Infrared, Gas chromatograph, and UV

Case 25-86-203, Lab 86-5-325, Click to enlarge.

The DATA: 293-B1.0 marking is a weak link to the Kutynak case that is made even weaker by the fact that the infrared spectroscopy, gas chromatograph, and ultraviolet spectroscopy testing conducted in association with case number 25-86-203 were all conducted under lab number 86-5-325.  Why would the London lab conduct the infrared spectroscopy, gas chromatograph, and ultraviolet spectroscopy tests under lab number 86-5-325, but conduct the mass spectroscopy test under lab number 86-5-293? 

Infrared, Gas chromatograph, and UV

Case 25-86-203, Lab 86-5-325, Click to enlarge.

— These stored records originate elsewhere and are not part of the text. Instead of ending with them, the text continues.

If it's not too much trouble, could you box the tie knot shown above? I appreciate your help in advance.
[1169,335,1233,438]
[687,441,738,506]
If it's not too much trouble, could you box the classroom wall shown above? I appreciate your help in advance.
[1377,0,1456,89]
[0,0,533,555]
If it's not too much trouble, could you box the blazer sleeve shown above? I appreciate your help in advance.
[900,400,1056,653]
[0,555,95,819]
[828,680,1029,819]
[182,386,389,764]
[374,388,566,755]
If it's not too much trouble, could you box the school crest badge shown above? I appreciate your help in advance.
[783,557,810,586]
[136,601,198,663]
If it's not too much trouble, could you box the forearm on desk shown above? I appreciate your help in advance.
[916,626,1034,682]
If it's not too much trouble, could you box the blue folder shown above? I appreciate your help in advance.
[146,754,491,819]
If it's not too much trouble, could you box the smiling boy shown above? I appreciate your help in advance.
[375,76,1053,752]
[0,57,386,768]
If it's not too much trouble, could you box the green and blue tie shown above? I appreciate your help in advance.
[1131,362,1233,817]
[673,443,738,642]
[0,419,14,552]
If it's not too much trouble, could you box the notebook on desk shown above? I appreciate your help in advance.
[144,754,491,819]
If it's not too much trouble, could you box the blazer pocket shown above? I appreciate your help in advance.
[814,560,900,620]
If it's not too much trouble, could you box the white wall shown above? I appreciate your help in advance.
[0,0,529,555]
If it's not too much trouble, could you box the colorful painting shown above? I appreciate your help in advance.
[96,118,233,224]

As mentioned, there were two lab numbers assigned to case number 25-86-203: lab number 86-5-325 and 86-5-293.  Based upon review of the records, the narrative documents associated with the case lab work were documented under lab number 86-5-293.  But the actual scientific test results – the equipment printouts – these were documented under lab number 86-5-325. 

Note that the infrared spectroscopy, gas chromatograph, and ultraviolet spectroscopy tests for case number 25-86-203 all have the following information.  Each has the operator’s initials.  Each has a date.  Each has a complete lab number: 86-5-325.  None has the lab number 86-5-293. 

Infrared, Gas chromatograph, and UV

Case 25-86-203, Lab 86-5-325, Click to enlarge.

The Muckraker Report believes the total peculiarity related to the history and discovery of the reported mass spectrometer test for case number 25-86-203 warrants further investigation.  The different lab numbers cannot be easily dismissed.  In response, Major Mayfield said, “I have not seen anything that warrants further investigation.  As previously noted, I am not aware of any formal written protocols that were violated and I have seen nothing to warrant any further investigation.  Considering the complexity and voluminous case file, Mr. Harris did an excellent job of documentation.”  Mayfield continued, “You are also failing to recognize that the laboratory work in this case was quite extensive.  Instead of focusing on one graph, look at the complete report.” 

Mayfield further explained that he was told that it was the “practice” in years past that the operator initial documents such as the GC/MS graphs (mass spectrometer).  In the case of the reported mass spectroscopy printout for case number 25-86-203, Mayfield acknowledges that this was a failure on the scale of a simple oversight. 

Major Mayfield suggests that the Muckraker Report should not be focused on one graph because the laboratory work for case 25-86-203 was quite extensive.  That would be true if the Muckraker Report was investigating the factual innocence or guilt of the accused.  However, this investigation is about potential crime lab misconduct and perjury, and whether there is now an effort underway to cover it up.